Draw a figure! It shows the rectangle $D=[0,3]\times[2,4]$ and the hyperbola $(x-1)(y-1)=1$, whose right branch intersects the top and bottom edges of $D$ at $x={4\over3}$ and at $x=2$. To simplify the computations we write the arc $\gamma$ within $D$ in the form $$x={y\over y-1}\qquad(2\leq y\leq 4)\ .$$ To the left of $\gamma$ we have $xy-x-y<0$, and to the right of it we have $xy-x-y>0$. We therefore can write $$\int_D|xy-x-y|\>{\rm d}(x,y)=\int_2^4\left(\int_0^{y/(y-1)}(x+y-xy)\>dx +\int_{y/(y-1)}^3(xy-x-y)\>dx\right) \,dy$$ My computer obtained $8+\log 3$ as end result.

Answer 2

Let us call $f(x,y)=x+y-xy$. Then you are interested in $$ A=\{(x,y)\in D~:~f(x,y)\geq 0\}\text{ and }B=\{(x,y)\in D~:~f(x,y)\leq0\}. $$ First, we consider $$ f(x,y)=x+(1-x)y. $$ We can see that $x=1$ is somehow special. If $x\in[0,1]$ and $y\geq 0$, then $x+(1-x)y$ is a sum of two nonnegative numbers. Hence $f(x,y)\geq 0$. So we can see $[0,1]\times[2,4]\subseteq A$.

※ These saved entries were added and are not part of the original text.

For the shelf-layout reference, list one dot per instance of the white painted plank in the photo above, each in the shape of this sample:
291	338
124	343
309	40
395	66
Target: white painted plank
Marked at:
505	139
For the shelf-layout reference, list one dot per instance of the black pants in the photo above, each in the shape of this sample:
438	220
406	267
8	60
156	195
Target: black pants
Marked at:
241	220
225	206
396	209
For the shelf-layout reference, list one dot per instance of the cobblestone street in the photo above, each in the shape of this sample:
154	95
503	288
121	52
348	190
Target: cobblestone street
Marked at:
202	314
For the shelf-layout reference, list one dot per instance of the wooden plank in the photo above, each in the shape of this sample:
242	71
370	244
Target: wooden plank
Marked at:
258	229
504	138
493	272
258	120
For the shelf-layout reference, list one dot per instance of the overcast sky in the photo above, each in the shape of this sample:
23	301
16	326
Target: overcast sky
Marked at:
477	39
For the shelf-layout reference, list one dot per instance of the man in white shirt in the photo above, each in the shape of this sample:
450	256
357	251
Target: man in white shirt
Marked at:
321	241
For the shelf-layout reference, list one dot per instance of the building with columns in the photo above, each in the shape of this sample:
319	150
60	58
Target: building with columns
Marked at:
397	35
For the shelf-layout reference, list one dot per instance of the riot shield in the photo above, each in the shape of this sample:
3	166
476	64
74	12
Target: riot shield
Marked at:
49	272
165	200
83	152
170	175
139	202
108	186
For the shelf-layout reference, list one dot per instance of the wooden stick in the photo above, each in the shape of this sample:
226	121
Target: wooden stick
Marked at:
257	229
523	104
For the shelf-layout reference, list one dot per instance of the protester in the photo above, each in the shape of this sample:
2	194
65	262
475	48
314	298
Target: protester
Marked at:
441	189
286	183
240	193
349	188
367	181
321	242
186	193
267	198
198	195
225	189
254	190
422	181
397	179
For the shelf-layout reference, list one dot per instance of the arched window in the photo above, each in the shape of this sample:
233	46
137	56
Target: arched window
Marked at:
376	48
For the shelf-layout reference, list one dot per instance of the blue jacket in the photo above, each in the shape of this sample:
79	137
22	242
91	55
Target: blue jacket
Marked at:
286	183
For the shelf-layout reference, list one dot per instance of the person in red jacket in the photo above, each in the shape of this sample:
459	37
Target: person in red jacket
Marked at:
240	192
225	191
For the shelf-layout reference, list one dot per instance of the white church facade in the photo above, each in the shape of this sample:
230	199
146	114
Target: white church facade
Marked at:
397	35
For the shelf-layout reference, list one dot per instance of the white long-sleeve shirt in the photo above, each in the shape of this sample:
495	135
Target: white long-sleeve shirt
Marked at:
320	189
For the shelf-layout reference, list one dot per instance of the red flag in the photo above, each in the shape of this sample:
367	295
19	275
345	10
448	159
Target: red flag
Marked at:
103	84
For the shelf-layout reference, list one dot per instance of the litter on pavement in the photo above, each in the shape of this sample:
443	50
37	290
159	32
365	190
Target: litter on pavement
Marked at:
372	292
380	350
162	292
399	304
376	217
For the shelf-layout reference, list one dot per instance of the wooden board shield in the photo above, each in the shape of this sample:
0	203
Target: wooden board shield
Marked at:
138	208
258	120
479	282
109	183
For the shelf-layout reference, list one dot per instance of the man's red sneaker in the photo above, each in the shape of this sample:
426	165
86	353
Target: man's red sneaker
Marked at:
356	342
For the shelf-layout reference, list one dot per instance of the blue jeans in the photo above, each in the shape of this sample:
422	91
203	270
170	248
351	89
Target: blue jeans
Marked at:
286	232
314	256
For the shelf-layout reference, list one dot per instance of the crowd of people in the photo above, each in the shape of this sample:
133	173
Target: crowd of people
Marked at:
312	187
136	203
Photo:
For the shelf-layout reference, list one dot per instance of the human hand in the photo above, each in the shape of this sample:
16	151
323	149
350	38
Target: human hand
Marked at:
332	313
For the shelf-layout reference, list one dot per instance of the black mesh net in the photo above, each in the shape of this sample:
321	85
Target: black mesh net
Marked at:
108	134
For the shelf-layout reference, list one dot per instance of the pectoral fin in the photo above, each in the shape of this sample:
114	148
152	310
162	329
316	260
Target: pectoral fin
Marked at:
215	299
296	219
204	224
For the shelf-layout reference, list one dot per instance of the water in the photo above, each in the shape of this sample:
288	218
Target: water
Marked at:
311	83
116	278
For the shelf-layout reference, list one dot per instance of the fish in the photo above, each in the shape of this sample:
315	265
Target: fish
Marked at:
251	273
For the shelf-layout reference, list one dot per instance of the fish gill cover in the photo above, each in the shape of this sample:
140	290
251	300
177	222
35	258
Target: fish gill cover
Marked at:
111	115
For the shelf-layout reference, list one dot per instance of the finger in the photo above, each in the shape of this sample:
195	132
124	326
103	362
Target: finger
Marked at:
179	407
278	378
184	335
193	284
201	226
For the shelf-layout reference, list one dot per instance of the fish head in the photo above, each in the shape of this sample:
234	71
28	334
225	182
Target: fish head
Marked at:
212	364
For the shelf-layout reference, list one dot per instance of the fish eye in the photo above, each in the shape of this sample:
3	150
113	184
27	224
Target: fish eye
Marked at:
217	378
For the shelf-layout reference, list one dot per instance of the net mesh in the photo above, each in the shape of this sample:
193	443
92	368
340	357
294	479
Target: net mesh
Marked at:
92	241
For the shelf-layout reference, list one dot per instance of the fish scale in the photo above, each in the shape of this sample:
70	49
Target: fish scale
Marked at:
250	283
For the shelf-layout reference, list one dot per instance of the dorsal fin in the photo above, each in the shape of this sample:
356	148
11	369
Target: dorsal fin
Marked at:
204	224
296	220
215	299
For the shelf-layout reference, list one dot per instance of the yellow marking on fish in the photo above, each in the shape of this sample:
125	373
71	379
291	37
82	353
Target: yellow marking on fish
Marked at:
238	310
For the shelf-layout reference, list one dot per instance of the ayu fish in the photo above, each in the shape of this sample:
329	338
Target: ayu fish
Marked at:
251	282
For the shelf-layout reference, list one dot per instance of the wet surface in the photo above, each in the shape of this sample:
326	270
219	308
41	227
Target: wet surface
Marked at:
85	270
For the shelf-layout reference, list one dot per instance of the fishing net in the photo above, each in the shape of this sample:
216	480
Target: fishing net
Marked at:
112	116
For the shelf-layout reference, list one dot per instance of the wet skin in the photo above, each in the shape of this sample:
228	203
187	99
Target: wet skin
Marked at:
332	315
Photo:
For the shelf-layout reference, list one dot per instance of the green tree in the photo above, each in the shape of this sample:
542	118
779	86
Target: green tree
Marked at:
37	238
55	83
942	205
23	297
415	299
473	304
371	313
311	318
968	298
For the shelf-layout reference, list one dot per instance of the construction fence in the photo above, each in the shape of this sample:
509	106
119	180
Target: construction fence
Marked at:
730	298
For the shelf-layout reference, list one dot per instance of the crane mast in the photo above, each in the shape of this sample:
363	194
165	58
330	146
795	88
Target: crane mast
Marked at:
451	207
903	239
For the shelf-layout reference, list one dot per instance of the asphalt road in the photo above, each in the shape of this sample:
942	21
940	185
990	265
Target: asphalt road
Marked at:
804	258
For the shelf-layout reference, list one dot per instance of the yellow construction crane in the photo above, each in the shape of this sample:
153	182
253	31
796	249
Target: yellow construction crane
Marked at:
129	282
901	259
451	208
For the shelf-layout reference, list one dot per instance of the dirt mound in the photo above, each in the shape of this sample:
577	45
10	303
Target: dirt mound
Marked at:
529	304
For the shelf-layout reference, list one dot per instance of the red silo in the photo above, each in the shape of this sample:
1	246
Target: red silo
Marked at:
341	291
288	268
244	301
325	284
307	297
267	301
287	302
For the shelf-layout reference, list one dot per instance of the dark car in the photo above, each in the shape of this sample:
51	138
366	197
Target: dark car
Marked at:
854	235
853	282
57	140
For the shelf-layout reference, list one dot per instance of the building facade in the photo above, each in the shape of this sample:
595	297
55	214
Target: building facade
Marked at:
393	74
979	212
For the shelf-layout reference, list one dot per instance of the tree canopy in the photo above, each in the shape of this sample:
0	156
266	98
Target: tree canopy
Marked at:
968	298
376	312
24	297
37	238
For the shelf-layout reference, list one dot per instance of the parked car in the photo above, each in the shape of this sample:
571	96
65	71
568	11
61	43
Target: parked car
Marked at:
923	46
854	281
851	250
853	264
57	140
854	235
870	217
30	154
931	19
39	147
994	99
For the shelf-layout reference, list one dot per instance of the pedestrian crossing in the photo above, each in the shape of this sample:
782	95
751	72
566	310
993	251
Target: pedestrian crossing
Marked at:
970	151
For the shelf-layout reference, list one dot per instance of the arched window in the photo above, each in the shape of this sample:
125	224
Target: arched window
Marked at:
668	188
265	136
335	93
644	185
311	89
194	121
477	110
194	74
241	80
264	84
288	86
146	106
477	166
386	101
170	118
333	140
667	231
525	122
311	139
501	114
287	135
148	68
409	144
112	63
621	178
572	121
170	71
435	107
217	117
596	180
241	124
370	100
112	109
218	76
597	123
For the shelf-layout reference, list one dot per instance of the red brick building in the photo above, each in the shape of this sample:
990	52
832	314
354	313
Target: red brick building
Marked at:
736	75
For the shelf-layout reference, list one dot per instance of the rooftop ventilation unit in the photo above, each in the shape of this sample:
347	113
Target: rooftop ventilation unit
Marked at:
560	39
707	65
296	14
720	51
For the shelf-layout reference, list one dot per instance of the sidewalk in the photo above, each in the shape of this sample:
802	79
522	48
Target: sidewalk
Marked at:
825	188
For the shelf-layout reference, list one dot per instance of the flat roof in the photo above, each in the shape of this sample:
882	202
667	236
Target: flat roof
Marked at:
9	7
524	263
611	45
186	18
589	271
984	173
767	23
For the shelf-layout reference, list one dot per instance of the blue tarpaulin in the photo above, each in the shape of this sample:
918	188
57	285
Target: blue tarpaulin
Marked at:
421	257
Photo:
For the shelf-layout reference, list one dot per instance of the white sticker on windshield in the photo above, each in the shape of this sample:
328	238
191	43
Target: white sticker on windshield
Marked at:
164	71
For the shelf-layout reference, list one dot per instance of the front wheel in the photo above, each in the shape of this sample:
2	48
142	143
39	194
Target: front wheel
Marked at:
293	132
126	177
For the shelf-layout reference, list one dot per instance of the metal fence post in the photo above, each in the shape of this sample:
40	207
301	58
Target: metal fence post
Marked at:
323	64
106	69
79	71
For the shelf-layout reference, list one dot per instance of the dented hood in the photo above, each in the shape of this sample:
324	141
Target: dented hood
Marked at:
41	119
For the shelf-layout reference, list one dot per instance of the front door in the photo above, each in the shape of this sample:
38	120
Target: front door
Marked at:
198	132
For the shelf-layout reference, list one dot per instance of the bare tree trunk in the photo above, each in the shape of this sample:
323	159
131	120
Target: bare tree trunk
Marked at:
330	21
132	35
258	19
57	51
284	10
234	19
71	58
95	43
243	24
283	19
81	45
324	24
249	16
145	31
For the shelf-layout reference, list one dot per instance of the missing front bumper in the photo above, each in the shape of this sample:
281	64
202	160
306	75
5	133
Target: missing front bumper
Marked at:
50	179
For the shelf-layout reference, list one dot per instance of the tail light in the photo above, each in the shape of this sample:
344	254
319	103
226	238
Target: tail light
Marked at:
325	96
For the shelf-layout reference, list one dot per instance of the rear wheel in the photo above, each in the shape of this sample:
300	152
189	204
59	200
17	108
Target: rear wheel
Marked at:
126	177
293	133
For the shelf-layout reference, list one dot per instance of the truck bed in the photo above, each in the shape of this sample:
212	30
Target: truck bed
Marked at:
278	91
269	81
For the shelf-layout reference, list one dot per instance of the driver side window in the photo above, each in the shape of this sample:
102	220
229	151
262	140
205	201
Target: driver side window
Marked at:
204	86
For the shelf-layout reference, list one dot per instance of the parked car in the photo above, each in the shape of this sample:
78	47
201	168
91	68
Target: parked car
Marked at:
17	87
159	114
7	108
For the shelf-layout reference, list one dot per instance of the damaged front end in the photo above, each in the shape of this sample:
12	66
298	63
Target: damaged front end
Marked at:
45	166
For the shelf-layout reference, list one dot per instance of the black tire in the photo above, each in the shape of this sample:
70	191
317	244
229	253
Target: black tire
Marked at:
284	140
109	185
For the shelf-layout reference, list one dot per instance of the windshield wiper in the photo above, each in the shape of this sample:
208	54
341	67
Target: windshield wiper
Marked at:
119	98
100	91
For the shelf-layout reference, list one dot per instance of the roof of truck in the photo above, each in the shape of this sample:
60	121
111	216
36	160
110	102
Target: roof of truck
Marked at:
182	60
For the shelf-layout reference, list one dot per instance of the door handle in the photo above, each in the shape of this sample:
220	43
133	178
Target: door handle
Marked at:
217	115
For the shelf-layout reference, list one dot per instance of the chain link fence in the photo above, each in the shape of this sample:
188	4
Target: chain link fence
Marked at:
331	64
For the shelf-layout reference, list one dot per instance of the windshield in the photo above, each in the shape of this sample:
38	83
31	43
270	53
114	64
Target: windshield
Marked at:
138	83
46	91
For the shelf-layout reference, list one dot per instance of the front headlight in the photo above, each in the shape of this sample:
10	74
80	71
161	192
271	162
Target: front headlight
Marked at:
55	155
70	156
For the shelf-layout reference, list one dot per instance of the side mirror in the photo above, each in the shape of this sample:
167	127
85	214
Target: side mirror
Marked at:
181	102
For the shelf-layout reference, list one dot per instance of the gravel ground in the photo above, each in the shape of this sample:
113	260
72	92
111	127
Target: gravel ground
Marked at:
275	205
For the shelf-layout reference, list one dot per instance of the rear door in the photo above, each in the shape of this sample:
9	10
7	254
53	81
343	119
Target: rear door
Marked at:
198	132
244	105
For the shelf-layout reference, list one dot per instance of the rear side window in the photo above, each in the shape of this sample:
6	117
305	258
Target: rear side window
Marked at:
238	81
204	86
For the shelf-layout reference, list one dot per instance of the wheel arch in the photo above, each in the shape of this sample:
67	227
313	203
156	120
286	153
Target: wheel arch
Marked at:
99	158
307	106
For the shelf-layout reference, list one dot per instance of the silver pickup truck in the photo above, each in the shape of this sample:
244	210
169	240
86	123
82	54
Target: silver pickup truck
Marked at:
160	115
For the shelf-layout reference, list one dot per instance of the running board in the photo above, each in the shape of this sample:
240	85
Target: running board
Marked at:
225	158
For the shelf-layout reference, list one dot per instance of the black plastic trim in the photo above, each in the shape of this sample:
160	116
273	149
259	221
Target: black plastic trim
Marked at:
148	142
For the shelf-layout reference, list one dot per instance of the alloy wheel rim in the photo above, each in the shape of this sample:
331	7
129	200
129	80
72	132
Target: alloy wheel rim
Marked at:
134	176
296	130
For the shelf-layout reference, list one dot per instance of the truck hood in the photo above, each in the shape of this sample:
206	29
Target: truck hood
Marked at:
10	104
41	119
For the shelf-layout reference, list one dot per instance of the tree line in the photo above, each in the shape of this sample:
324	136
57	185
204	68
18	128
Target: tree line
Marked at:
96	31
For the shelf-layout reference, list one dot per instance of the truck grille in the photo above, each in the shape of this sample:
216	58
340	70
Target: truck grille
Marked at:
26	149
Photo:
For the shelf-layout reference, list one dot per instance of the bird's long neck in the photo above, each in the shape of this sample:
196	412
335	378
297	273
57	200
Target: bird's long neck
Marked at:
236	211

Next, for $x>1$ we see $$ x+(1-x)y\geq 0\Leftrightarrow x\geq (x-1)y \Leftrightarrow y\leq \frac{x}{x-1}. $$ Define $g(x)=\frac{x}{x-1}$. Then $A$ contains all $(x,y)$ below the graph of $g$. But $g(x)>4$ for $x\in\left(1,\frac43\right)$ and $g(x)<2$ for $x>2$. Therefore, $$ A=\left[0,\frac43\right]\times[2,4]\cup \left\{(x,y)~:~2\leq y\leq g(x),~x\in\left[\frac43,2\right]\right\} $$ and $$ B=\left\{(x,y)~:~4\geq y\geq g(x),~x\in\left[\frac43,2\right]\right\}\cup[2,3]\times[2,4]. $$